177Lu-DOTATATE prolongs progression-free survival in previously treated advanced GEP-NETs

As presented at the ESMO Asia Congress 2025 (Singapore, 5–7 December), the LUMINET-1 study reported highly positive findings, confirming that ¹⁷⁷Lutetium (Lu)-DOTATATE has a place in the treatment not just of grade 2 or 3 gastroenteropancreatic neuroendocrine tumours (GEP-NETs) – as reported in the NETTER-2 combination trial in mainly Western patients (Lancet. 2024;403:2807–2817) – but also in lower grade GEP-NETs (LBA3).

In the study, peptide receptor radionuclide therapy (PRRT) with ¹⁷⁷Lu-DOTATATE led to a 94% improvement in the primary endpoint – progression-free survival (PFS) – compared with high-dose long-acting octreotide (hazard ratio [HR] 0.06; 95% confidence interval [CI] 0.03–0.13; p<0.001) among 203 treated patients with unresectable advanced grade 1 or 2 somatostatin receptor-positive GEP-NETs who had progressed on standard-dose octreotide.

“NETs used to be thought of as a rare disease in Asia, but today the incidence is rising and many new cases are GEP-NETs,” says Prof. Stephen Chan from the Chinese University of Hong Kong, Hong Kong SAR, China. “The trial demonstrates convincingly that ¹⁷⁷Lu-DOTATATE is effective as monotherapy, the results being particularly impressive given the hazard ratio of 0.06.” Median PFS was only 5.6 months in the control arm at a 9-month median follow-up, but was not reached after a median of 10.6 months in the experimental arm.

The PFS benefit of ¹⁷⁷Lu-DOTATATE was evident across pre-specified demographic and prognostic subgroups, including age, sex, primary tumour location and number of prior lines of therapy. ¹⁷⁷Lu-DOTATATE also improved rates of objective response (40.0% versus 2.0%) and disease control (93.3% versus 62.2%). While overall survival data are immature, there was a trend towards a considerable reduction in the risk of death with ¹⁷⁷Lu-DOTATATE (HR 0.17; 95% CI 0.04–0.79; p=0.0106).

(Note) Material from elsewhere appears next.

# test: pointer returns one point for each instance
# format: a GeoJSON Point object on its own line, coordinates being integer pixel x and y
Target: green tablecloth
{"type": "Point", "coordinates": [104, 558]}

Tolerability results did not reveal any unexpected findings. Grade ≥3 treatment-related adverse events (TRAEs) were reported in 39.0% of patients receiving ¹⁷⁷Lu-DOTATATE and 4.1% receiving octreotide. The most common TRAEs with PRRT were haematological events, including reductions in the counts of white blood cells (53.3%), lymphocytes (44.8%) and platelets (43.8%).

Chan points out some of the challenges facing PRRT in the clinic, including the practicalities of implementing therapy, which requires close collaboration between oncologists and nuclear medicine specialists along with a high degree of expertise, and the need for more information on the absolute magnitude of survival benefit and long-term toxicity. Looking to future radionuclide therapies, he notes: “Investigation of alpha particle-emitting agents, such as ²²⁵Actinium (²²⁵Ac), which have the potential for greater tumour penetration than beta-emitting agents like ¹¹⁷Lu, is a very exciting direction for PRRT.” Preliminary completion of the phase III ACTION-1 study of ²²⁵Ac-DOTATATE in patients progressing on ¹⁷⁷Lu-based PRRT is expected by the end of 2025 (NCT05477576). Targeted therapies, such as the multitargeted tyrosine kinase inhibitor zanzalintinib, which is under phase III investigation in the STELLAR-311 trial (NCT06943755), may be another possible option for patients whose tumours progress on previous treatment.